XIV. Единая теория поля
Я надеваю новое платье, срезав ценник кусачками Джона. В итоге я все равно оказалась в черном. Иду в ванную, чтобы кое-как оглядеть себя в неудобном, мутном зеркале; теперь, на мне, это платье неотличимо от всех остальных черных платьев, которые я носила в своей жизни. Я проверяю, не прилипла ли где пушинка, крашу губы розовым и в итоге выгляжу очень мило, насколько могу судить. Мило и совершенно забываемо.

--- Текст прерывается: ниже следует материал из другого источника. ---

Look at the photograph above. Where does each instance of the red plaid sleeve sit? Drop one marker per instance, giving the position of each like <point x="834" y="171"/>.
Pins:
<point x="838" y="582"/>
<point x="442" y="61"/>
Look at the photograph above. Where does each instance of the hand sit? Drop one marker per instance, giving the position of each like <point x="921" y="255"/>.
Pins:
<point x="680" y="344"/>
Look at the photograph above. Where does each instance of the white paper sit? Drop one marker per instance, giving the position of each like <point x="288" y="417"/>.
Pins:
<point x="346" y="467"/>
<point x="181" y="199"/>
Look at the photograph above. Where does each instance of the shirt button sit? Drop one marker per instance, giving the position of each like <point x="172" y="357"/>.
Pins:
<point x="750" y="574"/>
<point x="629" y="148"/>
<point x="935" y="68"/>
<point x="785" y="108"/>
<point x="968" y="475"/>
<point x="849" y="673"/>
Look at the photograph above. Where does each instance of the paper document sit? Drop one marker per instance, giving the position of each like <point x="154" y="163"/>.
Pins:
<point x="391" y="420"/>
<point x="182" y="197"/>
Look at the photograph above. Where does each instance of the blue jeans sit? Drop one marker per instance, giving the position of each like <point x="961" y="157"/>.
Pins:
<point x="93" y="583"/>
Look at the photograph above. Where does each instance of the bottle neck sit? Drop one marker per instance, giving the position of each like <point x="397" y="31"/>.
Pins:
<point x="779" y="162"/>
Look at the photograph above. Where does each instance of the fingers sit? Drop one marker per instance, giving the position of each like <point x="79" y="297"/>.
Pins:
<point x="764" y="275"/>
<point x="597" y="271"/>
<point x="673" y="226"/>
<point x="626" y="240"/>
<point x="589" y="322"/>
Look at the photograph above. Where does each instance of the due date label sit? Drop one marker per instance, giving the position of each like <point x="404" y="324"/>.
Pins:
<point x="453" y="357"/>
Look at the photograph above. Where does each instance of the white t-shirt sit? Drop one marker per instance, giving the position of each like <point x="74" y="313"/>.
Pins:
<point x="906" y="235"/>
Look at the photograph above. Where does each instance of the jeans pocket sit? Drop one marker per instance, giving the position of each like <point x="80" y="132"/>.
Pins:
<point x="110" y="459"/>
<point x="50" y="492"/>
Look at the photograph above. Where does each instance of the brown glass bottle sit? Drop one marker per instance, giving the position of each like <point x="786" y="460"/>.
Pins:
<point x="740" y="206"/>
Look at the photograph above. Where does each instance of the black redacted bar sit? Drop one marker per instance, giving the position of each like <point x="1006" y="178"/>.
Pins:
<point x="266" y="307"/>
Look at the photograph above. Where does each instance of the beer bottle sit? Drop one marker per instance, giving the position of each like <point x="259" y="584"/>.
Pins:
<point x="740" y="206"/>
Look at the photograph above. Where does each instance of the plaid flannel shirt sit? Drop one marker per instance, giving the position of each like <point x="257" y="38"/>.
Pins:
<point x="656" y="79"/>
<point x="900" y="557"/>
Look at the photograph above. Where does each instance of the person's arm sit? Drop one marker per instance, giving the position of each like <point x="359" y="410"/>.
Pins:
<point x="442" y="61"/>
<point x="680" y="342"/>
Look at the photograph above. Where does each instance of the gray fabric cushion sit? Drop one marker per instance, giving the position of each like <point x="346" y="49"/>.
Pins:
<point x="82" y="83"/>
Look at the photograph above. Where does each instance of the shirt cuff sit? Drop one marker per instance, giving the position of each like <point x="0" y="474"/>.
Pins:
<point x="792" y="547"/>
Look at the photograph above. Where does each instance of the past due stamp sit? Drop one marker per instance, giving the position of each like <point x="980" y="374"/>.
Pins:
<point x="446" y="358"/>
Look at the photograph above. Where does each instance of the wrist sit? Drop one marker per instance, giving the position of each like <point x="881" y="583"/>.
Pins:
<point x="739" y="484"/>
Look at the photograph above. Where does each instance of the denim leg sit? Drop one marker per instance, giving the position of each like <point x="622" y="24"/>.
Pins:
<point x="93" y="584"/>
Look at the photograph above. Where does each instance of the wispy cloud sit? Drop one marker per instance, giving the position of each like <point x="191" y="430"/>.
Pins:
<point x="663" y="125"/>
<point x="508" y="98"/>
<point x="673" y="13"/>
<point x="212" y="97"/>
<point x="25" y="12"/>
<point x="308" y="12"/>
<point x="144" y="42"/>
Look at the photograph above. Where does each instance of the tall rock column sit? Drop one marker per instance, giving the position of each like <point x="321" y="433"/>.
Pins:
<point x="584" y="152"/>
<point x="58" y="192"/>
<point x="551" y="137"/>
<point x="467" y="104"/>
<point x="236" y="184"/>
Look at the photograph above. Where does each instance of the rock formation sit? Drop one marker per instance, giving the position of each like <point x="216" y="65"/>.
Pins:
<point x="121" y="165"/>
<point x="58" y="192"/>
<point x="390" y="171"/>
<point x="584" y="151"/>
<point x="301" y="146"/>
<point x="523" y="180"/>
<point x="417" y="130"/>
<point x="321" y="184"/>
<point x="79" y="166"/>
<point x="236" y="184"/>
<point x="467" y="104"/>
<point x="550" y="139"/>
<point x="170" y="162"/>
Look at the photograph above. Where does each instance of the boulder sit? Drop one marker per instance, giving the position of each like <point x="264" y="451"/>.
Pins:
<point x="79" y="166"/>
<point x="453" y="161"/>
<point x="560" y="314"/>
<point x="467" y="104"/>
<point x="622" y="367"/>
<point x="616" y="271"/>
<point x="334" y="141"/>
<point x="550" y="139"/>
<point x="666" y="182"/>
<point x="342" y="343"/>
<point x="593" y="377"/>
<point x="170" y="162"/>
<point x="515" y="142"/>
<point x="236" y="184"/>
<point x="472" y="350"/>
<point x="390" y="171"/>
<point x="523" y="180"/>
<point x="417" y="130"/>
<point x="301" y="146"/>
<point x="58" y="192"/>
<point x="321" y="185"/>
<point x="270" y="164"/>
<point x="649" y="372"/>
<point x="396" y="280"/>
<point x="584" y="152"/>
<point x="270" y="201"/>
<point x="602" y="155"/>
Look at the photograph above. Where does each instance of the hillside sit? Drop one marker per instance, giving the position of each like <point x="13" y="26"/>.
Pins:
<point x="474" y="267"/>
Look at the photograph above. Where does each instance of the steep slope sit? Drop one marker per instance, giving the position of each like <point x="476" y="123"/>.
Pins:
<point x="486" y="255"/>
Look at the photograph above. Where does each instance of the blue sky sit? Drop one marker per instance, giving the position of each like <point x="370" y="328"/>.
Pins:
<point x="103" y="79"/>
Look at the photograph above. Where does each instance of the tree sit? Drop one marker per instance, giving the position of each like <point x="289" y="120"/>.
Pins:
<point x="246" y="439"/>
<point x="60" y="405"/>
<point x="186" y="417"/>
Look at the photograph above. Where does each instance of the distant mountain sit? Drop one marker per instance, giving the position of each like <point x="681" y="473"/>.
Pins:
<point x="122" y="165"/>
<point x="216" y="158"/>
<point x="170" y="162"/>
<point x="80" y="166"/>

Можно, конечно, добавить колорита. Мне бы висячие серьги, браслеты, серебряный бантик на цепочке, супердлинный шарф а-ля Айседора Дункан, которым легко нечаянно задушиться, иронично-китчевую брошку со стразами в стиле тридцатых годов. Но у меня ничего такого нет, а идти покупать – уже поздно. Когда-то мы проводили вечеринки в стиле «приходи как есть». Я приду какая есть.

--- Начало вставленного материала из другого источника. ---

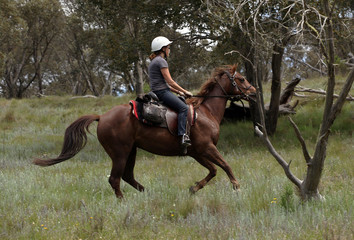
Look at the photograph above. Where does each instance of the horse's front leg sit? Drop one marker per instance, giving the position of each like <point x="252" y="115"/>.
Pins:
<point x="212" y="172"/>
<point x="215" y="157"/>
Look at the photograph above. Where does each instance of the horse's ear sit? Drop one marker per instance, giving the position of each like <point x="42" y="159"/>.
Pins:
<point x="234" y="67"/>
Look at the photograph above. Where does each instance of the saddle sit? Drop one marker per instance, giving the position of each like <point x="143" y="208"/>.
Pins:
<point x="150" y="111"/>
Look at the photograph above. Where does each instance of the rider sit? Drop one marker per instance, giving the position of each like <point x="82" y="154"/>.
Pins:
<point x="161" y="83"/>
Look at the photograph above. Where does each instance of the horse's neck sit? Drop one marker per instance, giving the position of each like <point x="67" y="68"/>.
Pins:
<point x="216" y="105"/>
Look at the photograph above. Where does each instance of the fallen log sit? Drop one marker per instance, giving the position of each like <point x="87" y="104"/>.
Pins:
<point x="320" y="92"/>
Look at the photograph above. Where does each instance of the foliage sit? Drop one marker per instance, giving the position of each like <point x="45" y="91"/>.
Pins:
<point x="73" y="200"/>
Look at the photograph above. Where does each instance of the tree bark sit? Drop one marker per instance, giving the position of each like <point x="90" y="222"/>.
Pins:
<point x="272" y="114"/>
<point x="140" y="80"/>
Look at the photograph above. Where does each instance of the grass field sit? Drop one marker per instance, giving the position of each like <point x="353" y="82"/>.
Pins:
<point x="73" y="200"/>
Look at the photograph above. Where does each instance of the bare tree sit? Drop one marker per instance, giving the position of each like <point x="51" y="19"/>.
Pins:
<point x="308" y="187"/>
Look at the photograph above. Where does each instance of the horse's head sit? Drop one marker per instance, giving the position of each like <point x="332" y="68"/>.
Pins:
<point x="239" y="86"/>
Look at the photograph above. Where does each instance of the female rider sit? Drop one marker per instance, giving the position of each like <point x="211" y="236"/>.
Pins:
<point x="162" y="84"/>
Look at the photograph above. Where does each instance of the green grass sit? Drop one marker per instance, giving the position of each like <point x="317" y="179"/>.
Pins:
<point x="73" y="200"/>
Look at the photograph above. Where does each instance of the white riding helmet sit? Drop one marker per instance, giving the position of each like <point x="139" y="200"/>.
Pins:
<point x="158" y="43"/>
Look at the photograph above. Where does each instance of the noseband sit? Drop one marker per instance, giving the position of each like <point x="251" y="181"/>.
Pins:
<point x="235" y="97"/>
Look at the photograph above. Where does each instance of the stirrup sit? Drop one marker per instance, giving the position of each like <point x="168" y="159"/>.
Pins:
<point x="186" y="142"/>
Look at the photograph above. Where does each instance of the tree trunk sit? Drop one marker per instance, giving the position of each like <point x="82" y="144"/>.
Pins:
<point x="140" y="80"/>
<point x="272" y="114"/>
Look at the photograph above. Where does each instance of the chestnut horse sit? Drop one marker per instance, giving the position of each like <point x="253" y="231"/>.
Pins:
<point x="120" y="133"/>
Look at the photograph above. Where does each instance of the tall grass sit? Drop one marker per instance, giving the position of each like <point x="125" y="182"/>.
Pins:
<point x="73" y="200"/>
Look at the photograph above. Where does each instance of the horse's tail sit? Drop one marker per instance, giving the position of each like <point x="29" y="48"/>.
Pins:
<point x="74" y="140"/>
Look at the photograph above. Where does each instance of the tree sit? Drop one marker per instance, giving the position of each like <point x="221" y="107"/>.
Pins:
<point x="308" y="187"/>
<point x="35" y="24"/>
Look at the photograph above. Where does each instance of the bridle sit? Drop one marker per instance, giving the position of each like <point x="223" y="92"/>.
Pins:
<point x="234" y="97"/>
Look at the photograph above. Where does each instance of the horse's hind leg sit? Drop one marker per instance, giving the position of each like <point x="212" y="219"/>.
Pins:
<point x="212" y="172"/>
<point x="116" y="175"/>
<point x="215" y="157"/>
<point x="128" y="174"/>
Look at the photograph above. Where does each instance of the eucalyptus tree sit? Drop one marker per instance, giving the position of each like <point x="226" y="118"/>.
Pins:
<point x="323" y="32"/>
<point x="26" y="46"/>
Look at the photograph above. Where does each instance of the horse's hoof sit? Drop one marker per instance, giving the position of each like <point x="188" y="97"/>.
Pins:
<point x="236" y="188"/>
<point x="192" y="190"/>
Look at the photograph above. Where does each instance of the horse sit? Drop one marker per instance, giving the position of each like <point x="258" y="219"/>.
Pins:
<point x="120" y="133"/>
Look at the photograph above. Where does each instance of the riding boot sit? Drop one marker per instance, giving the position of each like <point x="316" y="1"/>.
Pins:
<point x="185" y="142"/>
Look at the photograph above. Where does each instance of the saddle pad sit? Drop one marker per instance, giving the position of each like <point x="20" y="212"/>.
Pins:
<point x="171" y="117"/>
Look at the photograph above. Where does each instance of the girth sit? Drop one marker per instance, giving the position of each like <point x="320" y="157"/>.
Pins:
<point x="153" y="113"/>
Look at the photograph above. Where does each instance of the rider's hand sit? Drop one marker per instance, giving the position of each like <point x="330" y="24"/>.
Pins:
<point x="181" y="93"/>
<point x="188" y="94"/>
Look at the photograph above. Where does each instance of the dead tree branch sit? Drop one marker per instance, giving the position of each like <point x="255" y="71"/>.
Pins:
<point x="280" y="160"/>
<point x="321" y="92"/>
<point x="302" y="142"/>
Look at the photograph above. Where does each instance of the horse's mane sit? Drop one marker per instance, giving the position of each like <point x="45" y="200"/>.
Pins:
<point x="209" y="84"/>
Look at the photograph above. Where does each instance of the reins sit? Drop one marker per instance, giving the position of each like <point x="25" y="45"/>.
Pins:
<point x="232" y="98"/>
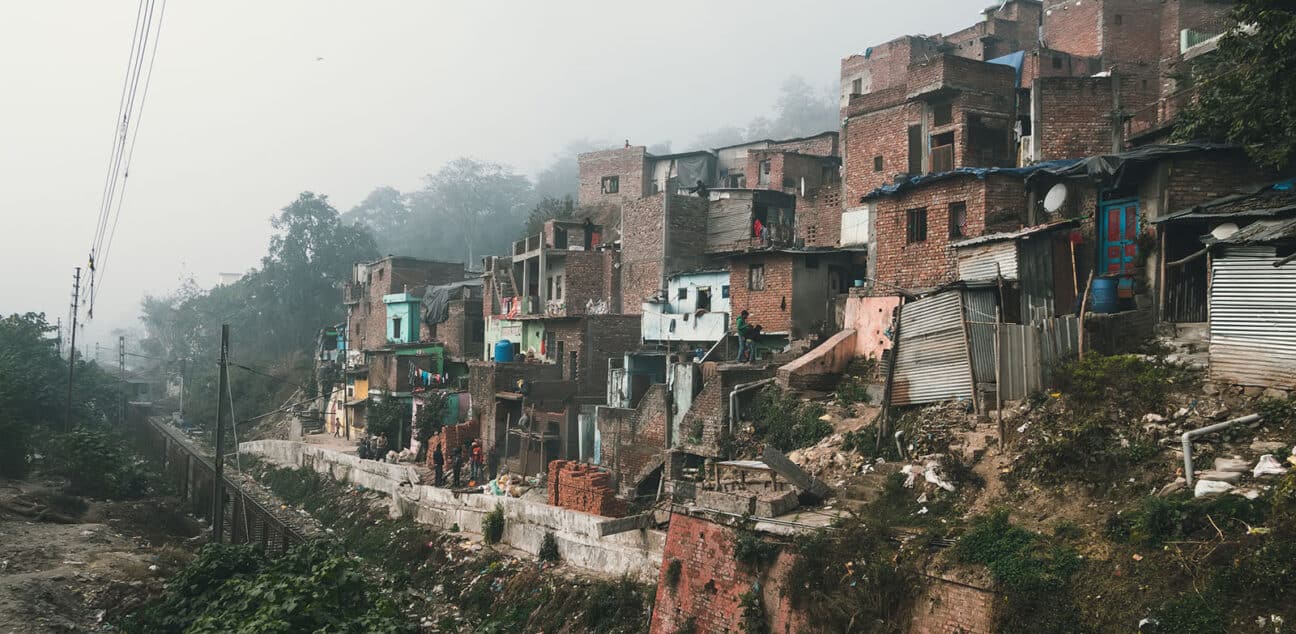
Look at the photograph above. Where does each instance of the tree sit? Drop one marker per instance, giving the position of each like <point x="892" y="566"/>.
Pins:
<point x="1247" y="88"/>
<point x="467" y="202"/>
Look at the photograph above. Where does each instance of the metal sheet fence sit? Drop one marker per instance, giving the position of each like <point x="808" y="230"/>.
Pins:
<point x="192" y="476"/>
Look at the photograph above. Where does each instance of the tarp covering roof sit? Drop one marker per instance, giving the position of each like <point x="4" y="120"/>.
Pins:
<point x="1262" y="201"/>
<point x="981" y="173"/>
<point x="1113" y="167"/>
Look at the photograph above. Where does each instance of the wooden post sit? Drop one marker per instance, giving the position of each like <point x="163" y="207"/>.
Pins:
<point x="1084" y="305"/>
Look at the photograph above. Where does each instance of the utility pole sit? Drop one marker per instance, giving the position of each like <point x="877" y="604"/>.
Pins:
<point x="121" y="374"/>
<point x="71" y="353"/>
<point x="218" y="499"/>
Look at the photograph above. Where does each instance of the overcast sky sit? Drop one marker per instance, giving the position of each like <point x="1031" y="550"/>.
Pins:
<point x="241" y="116"/>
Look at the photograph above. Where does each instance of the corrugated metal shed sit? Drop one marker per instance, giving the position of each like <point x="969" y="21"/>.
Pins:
<point x="1252" y="318"/>
<point x="932" y="361"/>
<point x="729" y="221"/>
<point x="988" y="261"/>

Я прихожу в галерею на час раньше условленного. Чарны и других еще нет: может, пошли перекусить, но скорее – переодеться. Впрочем, всё уже расставлено: взятые напрокат бокалы на толстых ножках, бутылки посредственного бухла, для трезвенников – минеральная вода, ибо кто же нынче подает гостям неразбавленную хлорку из-под крана? Сыры, черствеющие по краям, окуренный серой виноград, дорогой и блестящий, как воск, подпитанный кровью умирающих сельскохозяйственных рабочих в Калифорнии. Лучше не знать всякого такого; а то, что ни положи в рот, всё на языке будет вкус смерти.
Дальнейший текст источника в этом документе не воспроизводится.